Main Article Content
Background and Objectives: Adolescent health care has unique features including: psychosocial assessment, privacy and confidentiality. The Royal College of Pediatricians of Thailand supports pediatricians to provide care to adolescents up to 18 years of age, but adolescents are seldom scheduled for health supervision visits. To date there is lack of data on the attitudes and practice in providing adolescent health care. Our objectives are to study pediatric resident’s familiarity to the important aspects of adolescent health care, their confidence and frequency of practice in providing health care to adolescents.
Methods: This is a prospective descriptive study. Residents in the department of Pediatrics, Faculty of Medicine, Khon Kaen University were asked to complete a self administered questionnaire regarding their attitudes and practice in providing adolescent health care during October 1, 2009-September 30, 2012. Data was analyzed by basic statistics.
Results: There were a total of 34 pediatric residents, 30 completed the questionnaire. Regarding principles of adolescent health care, respondents were most familiar to providing confidentiality and least familiar with the HEADS mnemonic. They were most confident in assessment of body mass index (80.0%) and least confident with psychosocial assessment (66.7%). Health issues that residents were most confident is assessing were obesity (46.7%), while emotional problems was the least confident issue (43.3%).

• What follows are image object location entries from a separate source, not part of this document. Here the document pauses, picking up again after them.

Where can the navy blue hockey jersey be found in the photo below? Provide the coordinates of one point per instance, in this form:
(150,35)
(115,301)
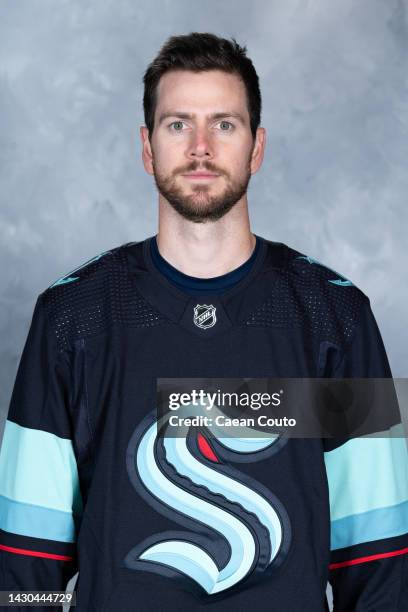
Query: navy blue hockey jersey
(86,484)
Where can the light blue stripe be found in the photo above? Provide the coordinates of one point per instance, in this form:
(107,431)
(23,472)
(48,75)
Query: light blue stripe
(367,473)
(36,522)
(37,467)
(370,526)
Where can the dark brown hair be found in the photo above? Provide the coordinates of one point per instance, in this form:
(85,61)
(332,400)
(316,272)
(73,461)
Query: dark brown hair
(199,52)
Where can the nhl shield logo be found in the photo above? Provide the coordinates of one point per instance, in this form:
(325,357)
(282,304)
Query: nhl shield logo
(204,316)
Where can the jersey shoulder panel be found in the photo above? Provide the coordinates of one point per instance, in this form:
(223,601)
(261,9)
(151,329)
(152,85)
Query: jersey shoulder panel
(309,295)
(95,295)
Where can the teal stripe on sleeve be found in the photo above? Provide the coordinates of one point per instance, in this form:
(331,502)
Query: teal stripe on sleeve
(369,526)
(366,474)
(39,468)
(35,521)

In practice, the most frequently provided care was assessment of blood pressure (86.7%) while evaluation for risk of cervical cancer was least provided (3.33%).
Conclusions: Pediatric residents were more confident and provided health care to adolescents regarding physical issues than psychosocial issues. Psychosocial issues and risk behavior should be emphasized in the adolescent medicine curriculum for pediatric residents.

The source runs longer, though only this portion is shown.